N1QL Performances - Are 2,5K requests by second at 2ms each an expected average?

Hi,

I’m currently running some tests on Couchbase, and I wanted to know if the number I got while doing N1QL requests are what I should expect, or if I should be getting some better number.

Using an average cluster, I’m getting at most 2500 N1QL requests by second (around 2 ms response time for each) before capping the servers CPU. Is that normal ?

I’m running Couchbase Entreprise Edition, version 4.5. The client code is in C#, using the official Couchbase SDK.

I’m running a test cluster on MS Azure, with 6 nodes:

  • 2 nodes “data” (16 cores / 40 Go)
  • 1 node “data + query” (8 cores / 24 Go)
  • 3 nodes “index + query” (2 * 8 cores / 24 Go, 1 * 16 cores / 40 Go)

All data is stored on SSD drives.

The cluster contains 40 millions documents, for a total size of approximatly 100 Go.

When testing key / value access, I’m able to get more than 180K reads by second at 30% CPU, with an average response time under 0.2 ms.

I’m using indexes, with the given definitions:

CREATE INDEX idxType ON catalog(type)
CREATE INDEX idxEan ON catalog(ean) WHERE (type = "Product")

(“catalog” is the bucket name)

The test request looks like that:

select catalog.* from catalog where type = 'Product' and ean = '{ean}'

where the “ean” field value change for each request.

I expected a performance hit when going from key access to N1QL, but I’m surprised that it’s so huge - in fact, I’m so surprised that I think I did something wrong :slight_smile:

I tried to change to topology of the cluster (adding more query servers, for example), but to no avail - each query server seems to be able to handle around 700 / 800 N1QL queries by second at best, which seems to be very low. The bottleneck is very clearly the query nodes CPU.

I have tried using EXPLAIN, but it does not give me much - the idxEan is used, as expected.
I also tried to create an index containing the ean field and the doc ID, and to select only the doc ID, but I did not notice any significant performance improvement.
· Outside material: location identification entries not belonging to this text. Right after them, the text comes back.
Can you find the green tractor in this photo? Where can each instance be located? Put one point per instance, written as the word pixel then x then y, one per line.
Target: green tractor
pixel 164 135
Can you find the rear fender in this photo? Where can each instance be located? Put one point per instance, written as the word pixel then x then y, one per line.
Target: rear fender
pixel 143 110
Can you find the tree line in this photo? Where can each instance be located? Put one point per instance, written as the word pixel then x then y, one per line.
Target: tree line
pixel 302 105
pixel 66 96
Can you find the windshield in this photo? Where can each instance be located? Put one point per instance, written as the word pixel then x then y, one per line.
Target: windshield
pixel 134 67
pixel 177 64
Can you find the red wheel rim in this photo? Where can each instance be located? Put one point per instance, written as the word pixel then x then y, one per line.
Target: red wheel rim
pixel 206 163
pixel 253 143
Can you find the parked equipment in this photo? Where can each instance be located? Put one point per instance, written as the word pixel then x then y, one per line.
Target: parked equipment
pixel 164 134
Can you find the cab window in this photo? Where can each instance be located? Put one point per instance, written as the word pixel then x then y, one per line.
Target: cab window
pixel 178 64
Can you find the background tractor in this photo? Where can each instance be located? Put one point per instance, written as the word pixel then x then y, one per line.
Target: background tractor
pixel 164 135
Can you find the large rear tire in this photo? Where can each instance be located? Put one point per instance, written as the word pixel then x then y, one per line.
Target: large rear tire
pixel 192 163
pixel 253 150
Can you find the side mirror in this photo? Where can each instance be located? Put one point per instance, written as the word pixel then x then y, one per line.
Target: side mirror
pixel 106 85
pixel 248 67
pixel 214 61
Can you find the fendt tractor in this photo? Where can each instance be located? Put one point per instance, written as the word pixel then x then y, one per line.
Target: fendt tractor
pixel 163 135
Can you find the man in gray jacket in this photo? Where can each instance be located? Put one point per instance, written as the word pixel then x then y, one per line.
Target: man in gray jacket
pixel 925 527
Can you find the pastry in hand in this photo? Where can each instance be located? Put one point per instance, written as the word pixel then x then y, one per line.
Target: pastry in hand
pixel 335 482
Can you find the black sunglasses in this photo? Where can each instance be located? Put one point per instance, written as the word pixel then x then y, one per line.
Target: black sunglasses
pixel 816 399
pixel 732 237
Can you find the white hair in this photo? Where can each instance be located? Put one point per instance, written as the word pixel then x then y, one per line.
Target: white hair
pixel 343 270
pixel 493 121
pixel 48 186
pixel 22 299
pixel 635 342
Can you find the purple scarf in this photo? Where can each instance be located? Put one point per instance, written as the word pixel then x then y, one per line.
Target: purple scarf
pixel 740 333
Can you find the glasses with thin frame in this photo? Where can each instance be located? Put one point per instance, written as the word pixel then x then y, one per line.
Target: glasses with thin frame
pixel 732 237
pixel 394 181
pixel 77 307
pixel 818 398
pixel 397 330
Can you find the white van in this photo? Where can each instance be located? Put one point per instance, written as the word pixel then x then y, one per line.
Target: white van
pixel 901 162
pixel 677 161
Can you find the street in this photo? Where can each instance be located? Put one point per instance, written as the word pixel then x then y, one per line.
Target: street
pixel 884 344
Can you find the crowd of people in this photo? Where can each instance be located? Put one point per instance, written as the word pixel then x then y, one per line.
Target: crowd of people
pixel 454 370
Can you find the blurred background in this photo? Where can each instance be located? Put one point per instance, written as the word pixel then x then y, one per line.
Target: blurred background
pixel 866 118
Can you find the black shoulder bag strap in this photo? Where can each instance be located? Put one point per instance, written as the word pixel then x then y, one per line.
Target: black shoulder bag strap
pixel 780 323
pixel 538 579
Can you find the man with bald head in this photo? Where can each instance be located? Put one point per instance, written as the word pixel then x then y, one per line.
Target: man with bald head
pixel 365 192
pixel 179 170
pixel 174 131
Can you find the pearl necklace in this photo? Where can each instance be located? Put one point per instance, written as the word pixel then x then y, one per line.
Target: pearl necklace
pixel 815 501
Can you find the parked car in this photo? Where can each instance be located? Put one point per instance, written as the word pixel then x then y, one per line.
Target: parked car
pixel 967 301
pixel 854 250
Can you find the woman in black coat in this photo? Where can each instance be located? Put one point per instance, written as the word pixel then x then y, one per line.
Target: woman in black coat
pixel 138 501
I’m at loss about what I could try next…

If any needed information is needed to understand the case; please tell me, I will be happy to provide it.

Thanks for you help,
Quentin.

When testing key / value access you are directly connecting to KV and fetching documents.
With N1QL you need to look index first to fetch document key and fetch the document, process it to apply predicate and send it to client. There is lot of processing involved due to that high cpu and low through put.

Could you please provide the following info.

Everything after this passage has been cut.